The Montessori Three Period Lesson
Dictionary
There’s a tool we use almost constantly in the classroom. In fact, we all use it, all the time! It’s something called a Three Period Lesson, and it’s essentially how we all learn language.
There are three different periods, or stages.
First, we Name something.
Second, we Recognize it.
Third, we Identify it.
In the classroom, it’s how we present a child with new vocabulary. For instance, once a child has mastered building the Pink Tower or pairing Color Tablets, we’ll introduce appropriate language — large and small, red, yellow, blue, etc.
We introduce Sandpaper Letters this way. Let’s think of things that start with “mmm.” Mmmmom, mmmmusic, mmmmath… this is “mmm.” We’ll show the child the letter, as well as how to trace it. (We use sounds rather than letter names when beginning literacy with a young child. This post outlines the Montessori path to literacy, and this one is all about Sandpaper Letters.)
This is the “naming” stage, the first stage.
Then, we’ll play a game. Touch red. Trace t. Give me a larger cube.
It’s natural to make mistakes. A child is still learning! That one is i; this is f. Trace f. Oh, this one is smaller, can you bring me one that is larger? Lovely, you did it! This is the recognizing stage, the second stage.
Finally, what’s this? Yep, pink! What’s this? You’re right, that is an acute-angled isosceles triangle. Now this language belongs to the child.
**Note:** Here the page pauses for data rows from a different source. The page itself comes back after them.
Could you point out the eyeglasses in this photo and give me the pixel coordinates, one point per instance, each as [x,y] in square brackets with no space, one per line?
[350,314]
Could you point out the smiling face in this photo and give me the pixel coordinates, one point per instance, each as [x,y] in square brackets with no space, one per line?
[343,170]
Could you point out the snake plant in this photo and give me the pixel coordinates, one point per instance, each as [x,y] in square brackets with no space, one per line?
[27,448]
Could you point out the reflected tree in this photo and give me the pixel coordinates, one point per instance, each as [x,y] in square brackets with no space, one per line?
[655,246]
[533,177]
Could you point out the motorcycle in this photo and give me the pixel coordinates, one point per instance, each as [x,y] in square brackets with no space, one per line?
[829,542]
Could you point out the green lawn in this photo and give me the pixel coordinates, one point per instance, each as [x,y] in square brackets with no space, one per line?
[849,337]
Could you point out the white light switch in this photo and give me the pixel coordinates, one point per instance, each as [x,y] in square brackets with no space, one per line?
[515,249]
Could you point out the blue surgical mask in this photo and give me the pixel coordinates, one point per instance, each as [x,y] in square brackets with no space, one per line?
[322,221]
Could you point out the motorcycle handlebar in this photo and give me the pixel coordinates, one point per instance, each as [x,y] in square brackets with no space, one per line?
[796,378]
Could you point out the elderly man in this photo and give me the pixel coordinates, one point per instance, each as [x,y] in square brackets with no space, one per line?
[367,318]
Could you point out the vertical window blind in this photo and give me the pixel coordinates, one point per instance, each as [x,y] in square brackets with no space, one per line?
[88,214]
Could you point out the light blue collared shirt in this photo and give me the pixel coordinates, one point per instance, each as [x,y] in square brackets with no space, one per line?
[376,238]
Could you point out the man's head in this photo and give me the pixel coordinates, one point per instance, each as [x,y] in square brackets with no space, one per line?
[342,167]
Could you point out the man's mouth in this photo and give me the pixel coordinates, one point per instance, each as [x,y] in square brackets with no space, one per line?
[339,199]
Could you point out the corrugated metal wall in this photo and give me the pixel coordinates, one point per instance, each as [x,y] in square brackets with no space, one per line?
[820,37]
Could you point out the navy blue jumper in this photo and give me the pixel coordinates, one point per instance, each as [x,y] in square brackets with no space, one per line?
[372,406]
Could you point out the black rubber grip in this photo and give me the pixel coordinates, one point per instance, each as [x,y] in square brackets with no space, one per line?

We don’t need an official time, to sit down together to learn vocabulary. Children are constantly using new vocabulary, and they’re using these same steps to learn new words.
We talk about things all the time with and around children, and they’re constantly absorbing everything we say. They’re using contextual clues to put the mystery together. “Could you please pass the salt?” Okay, the other person picks up that thing, hands it over. Got it — that’s salt. “It’s time for bed!” We walk to this room together. Got it — this is bed. This is that naming stage, except rather than just a few pieces of language, specialized around a certain quality or subject, a child is attaching meaning to everything, all the time. Woah.
Again, we play a game, but we don’t always realize that’s what we’re doing. “It’s time for bed!” and a toddler walks to the bedroom. “Where’s your milk?” perhaps asked rhetorically, and they gesture to a fallen sippy cup. This is when we can sometimes be surprised that a child is making connections, has attached to language we didn’t realize they knew.
Finally, there’s “use.” Babbling or actual words to talk to or about an object, person, quality.
“Go to mama” again and again and again quickly leads to outstretched arms to the proper adult, and after what might be a million years, the sweetest “mama” ears have ever heard. We figure out pretty quickly that getting the right sounds in the right order gets us what we want, whether it’s glee from our favorite people or a sought-after object.
This lasts far beyond toddlerhood. As long as we’re learning language, we’re hearing new words, we’re using the skills at our disposal to attach meaning, whether that be contextual clues or a quick internet search, and then we’re using those words. If it’s water or help, or chemistry vocabulary, or required occupational jargon, or a different language than the one we grew up using, these three stages are constantly being used, at every stage of our lives.
It’s not a Montessori invention, merely a Montessori name and a classroom tool for a very human experience.